Substance use often serves the purpose of providing relief for many of life stressors and pains. For a while, substance use can feel like a helpful way to cope with overwhelming and painful experiences, or as a way to experience pleasure and excitement. As a person begins to use substances more intensely, frequently, and with less restraint, addiction begins to negatively impact a persons life. While relapse prevention directly addresses addiction behaviors, skills-based treatments including CBT and DBT help people deepen these changes by learning new alternatives for coping with pain and increasing joy in fulfilling and sustainable ways, such as learning to soothe emotional pain, reaching out for support, and practicing habits to protect their physical health. These approaches have been widely demonstrated to help people make concrete changes in substance use, as well as a wide variety of related struggles, including self-esteem, relationships, anxiety, depression, and anger. When people learn and master practical skills, they can build confidence and optimism.

Each week at the Program includes two hours of mindfulness, which is the skill of raising awareness of thoughts, physical sensations, and emotions. Building mindfulness helps people build connections with themselves and the world around them, and helps gain clarity about values important to them. Mindfulness is a core skill of CBT based treatments and helps increase a persons awareness of thoughts, emotions, and triggers so that they can respond thoughtfully and wisely in risky situations.

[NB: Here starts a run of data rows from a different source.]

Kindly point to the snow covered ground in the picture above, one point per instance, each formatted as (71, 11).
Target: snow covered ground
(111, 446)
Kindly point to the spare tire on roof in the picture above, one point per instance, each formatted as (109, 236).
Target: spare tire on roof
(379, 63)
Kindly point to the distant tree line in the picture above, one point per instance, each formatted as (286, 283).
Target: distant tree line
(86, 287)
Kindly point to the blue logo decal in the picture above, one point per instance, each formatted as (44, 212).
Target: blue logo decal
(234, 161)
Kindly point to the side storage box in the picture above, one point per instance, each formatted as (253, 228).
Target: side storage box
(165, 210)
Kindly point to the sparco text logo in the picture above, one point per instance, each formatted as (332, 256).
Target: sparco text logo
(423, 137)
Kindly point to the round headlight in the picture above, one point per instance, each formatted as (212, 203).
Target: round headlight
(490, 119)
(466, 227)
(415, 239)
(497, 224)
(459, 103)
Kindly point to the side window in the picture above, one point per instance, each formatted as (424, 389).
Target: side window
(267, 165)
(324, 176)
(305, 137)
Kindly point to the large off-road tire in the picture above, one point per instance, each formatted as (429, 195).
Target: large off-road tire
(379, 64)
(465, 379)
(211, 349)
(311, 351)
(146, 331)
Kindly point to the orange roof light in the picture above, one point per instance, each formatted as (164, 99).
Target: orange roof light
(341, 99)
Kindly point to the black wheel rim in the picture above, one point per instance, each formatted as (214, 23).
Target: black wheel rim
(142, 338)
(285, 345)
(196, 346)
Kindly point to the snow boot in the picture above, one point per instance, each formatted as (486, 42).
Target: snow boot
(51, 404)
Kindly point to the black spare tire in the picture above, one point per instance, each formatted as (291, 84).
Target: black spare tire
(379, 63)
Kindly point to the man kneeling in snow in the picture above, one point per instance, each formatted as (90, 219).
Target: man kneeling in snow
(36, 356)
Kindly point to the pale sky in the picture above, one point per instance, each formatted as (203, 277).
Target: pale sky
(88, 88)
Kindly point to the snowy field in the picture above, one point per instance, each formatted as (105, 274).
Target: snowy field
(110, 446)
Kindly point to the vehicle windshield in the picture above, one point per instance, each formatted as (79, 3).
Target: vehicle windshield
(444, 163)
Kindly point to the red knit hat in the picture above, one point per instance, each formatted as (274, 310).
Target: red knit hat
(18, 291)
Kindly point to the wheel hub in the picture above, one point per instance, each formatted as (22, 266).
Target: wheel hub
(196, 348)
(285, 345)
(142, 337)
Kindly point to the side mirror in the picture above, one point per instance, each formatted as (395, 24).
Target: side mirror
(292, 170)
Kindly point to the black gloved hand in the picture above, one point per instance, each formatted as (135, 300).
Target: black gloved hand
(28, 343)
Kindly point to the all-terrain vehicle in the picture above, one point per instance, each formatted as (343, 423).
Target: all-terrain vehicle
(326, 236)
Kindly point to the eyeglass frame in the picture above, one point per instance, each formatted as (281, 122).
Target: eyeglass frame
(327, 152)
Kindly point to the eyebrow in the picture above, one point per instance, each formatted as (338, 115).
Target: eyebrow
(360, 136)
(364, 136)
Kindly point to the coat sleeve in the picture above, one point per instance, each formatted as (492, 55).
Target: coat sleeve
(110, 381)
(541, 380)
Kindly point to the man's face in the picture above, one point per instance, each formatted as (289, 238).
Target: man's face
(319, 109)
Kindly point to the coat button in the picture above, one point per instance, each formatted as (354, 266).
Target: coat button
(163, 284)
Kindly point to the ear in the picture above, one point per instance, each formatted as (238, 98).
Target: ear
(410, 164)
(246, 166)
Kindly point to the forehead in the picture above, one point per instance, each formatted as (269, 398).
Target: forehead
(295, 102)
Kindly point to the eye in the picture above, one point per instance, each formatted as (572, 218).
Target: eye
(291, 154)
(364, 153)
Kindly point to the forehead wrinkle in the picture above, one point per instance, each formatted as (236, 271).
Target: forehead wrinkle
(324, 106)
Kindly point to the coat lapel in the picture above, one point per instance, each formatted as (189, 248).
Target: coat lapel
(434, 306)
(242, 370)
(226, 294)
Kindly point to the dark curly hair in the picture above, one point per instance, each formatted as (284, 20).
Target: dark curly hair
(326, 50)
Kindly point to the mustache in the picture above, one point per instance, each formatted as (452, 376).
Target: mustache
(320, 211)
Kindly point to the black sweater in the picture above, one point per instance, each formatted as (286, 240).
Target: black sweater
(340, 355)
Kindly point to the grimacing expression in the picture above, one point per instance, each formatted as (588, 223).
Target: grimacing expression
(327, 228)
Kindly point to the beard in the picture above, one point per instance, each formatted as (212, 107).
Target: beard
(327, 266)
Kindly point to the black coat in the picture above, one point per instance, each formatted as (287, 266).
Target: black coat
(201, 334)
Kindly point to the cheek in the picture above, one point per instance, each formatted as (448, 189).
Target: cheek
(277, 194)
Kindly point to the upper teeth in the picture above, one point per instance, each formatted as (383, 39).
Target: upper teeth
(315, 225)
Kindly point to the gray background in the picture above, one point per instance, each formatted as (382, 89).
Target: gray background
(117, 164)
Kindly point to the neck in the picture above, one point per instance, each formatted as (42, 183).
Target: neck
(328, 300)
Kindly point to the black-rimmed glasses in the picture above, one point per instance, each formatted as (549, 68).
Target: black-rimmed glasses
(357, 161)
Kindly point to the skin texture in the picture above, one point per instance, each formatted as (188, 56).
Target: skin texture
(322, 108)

Because addiction can be such an isolating experience and causes damage to relationships with family and friends, the largest part of the program is dedicated to creating a sense of community through group support. Struggles with addiction are notorious for risk of relapse and feeling discouraged. We believe in creating sustainable structures and support to help people not only make initial changes but also maintain habits that help them reduce risk and stay connected. By creating a safe, intimate, and relatable forum for people to talk about their addiction experiences, they can begin to create a new sense of community and connection that is essential for weaving a healthy network of support as they navigate a life without substances.

When a person completes the program, they have the option of continuing treatment at Williamsburg therapy group. This helps create a sustainable source of mental health support and community for people to continue exploring issues related to emotional health and to keep maintaining positive changes.

Individualized Treatment

The ultimate goal of the Program is to help people achieve results and sustain change. To do this, we believe it is our responsibility to thoroughly understand and constantly improve how we provide support to our clients. From a clients first contact with the program, we identify areas that they want to improve and track progress so that we can collaborate and tailor treatment to that individuals specific struggles.

To ensure that treatment is truly tailored to each person, clients enrolled in the program will receive two hours of individual therapy per week. This is to find ways to apply the general skills and strategies learned in group in ways that are specific and most useful to them. Individual therapy can also serve as a safe, private space for clients to explore other factors that interact with addiction, including past trauma, relationships, identity, and emotional health.

To address the dysregulation and damage that substances have on physical health, the Program also includes one hour per week of body-based holistic treatments, including acupuncture, reiki, yoga, and massage therapy. This is designed to help clients repair and cherish the relationships that they have with their own bodies and use physical awareness to help them continue making healthful choices.